Menurut Agus, kebijakan denda tilang yang kini bisa digunakan oleh tiga lembaga hukum merupakan sejarah baru. Jenderal bintang dua tersebut menilai keberhasilan pemanfaatan bersama PNBP tilang adalah bukti nyata sinergisitas penegak hukum.
"Ini adalah pencapaian bersejarah yang menunjukkan bahwa kolaborasi lintas lembaga mampu melahirkan terobosan besar," kata Agus Suryonugroho, Kamis (9/10/2025).
"Saya memberikan apresiasi setinggi-tingginya kepada seluruh pihak, khususnya Kejaksaan Agung dan Mahkamah Agung yang bersama-sama mendukung langkah Polri. PNBP tilang kini bukan hanya sekadar angka dalam catatan negara, tetapi telah menjadi sumber daya nyata untuk mendukung peningkatan pelayanan hukum dan keselamatan lalu lintas," imbuhnya.
Sebagai informasi, setelah puluhan tahun hanya tercatat sebagai penerimaan negara tanpa dapat dimanfaatkan, kini PNBP dari denda tilang kendaraan bermotor akhirnya bisa digunakan oleh tiga lembaga penegak hukum: Polri, Kejaksaan Agung, dan Mahkamah Agung.
Kebijakan ini merupakan hasil dari proses perjalanan panjang sejak 2020. Mulanya, kebijakan tersebut pertama kali digerakkan Korlantas Polri melalui Kombes Made Agus Prasatya, dengan dukungan penuh dari Kejaksaan Agung RI dan Mahkamah Agung RI.
Sebelumnya, berdasarkan KUHAP dan UU Nomor 16 Tahun 2004 tentang Kejaksaan RI, pengelolaan PNBP tilang dilaksanakan oleh Kejaksaan. Pada praktiknya, proses penegakan hukum pelanggaran lalu lintas sesungguhnya melibatkan tiga pilar, yakni Polri sebagai penindak, Mahkamah Agung melalui pengadilan negeri, dan Kejaksaan Agung sebagai eksekutor.
Berangkat dari prinsip sinergisitas, Korlantas Polri kemudian mendorong gagasan pengelolaan PNBP tilang secara kolaboratif antar-lembaga. Selama hampir lima tahun, Made Agus Prasatya konsisten mengawal proses ini meskipun diwarnai dinamika dan berbagai pertimbangan.
Salah satu dinamika muncul pada 2022, ketika usulan Kapolri mengenai distribusi PNBP tilang belum dapat diterima Kementerian Keuangan, karena dinilai memerlukan landasan hukum yang lebih kuat dalam bentuk Inpres atau Perpres.
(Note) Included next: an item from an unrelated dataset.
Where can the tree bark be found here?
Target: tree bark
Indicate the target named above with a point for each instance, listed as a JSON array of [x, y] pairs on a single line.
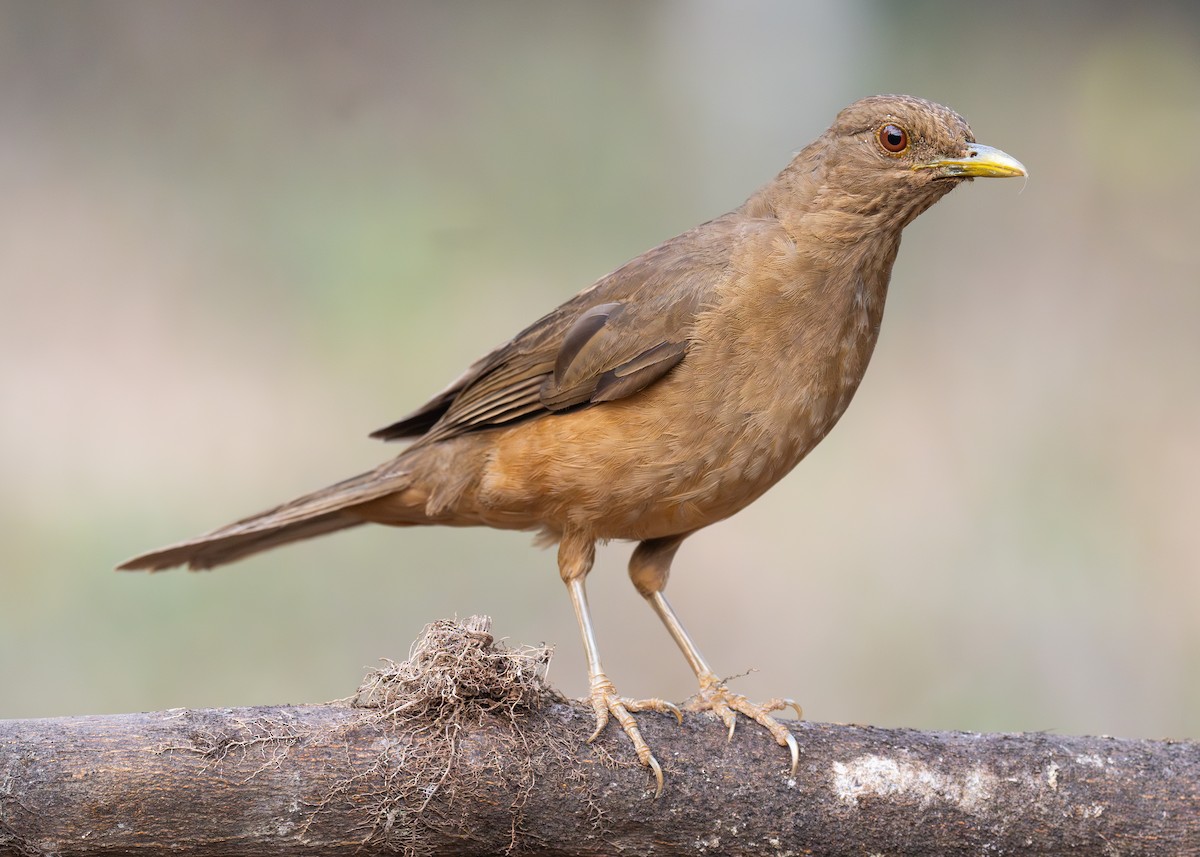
[[427, 760]]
Kejagung dan Polri kemudian sepakat mendorong inovasi kolaborasi Criminal Justice System (CJS) dalam penyelesaian perkara pelanggaran lalu lintas melalui ETLE Nasional Presisi yang didukung pembiayaan dari PNBP tilang.
Kemudian, dibentuk tim pokja bersama yang merumuskan konsep surat bersama oleh Polri, Kejaksaan Agung, dan Mahkamah Agung. Hasilnya, ketiga lembaga sepakat membagi proporsi pemanfaatan PNBP tilang: Kejaksaan 40 persen, Mahkamah Agung 30 persen, dan Polri 30 persen.
Puncaknya, Kementerian Keuangan menerbitkan Peraturan Menteri Keuangan (PMK) Nomor 100 Tahun 2024 tentang Penyetoran dan Pencatatan PNBP dari denda pelanggaran lalu lintas. Regulasi ini resmi berlaku per 1 Januari 2025 dan menjadi dasar hukum bagi Polri, Kejaksaan, serta Mahkamah Agung untuk mengajukan izin penggunaan dana tersebut.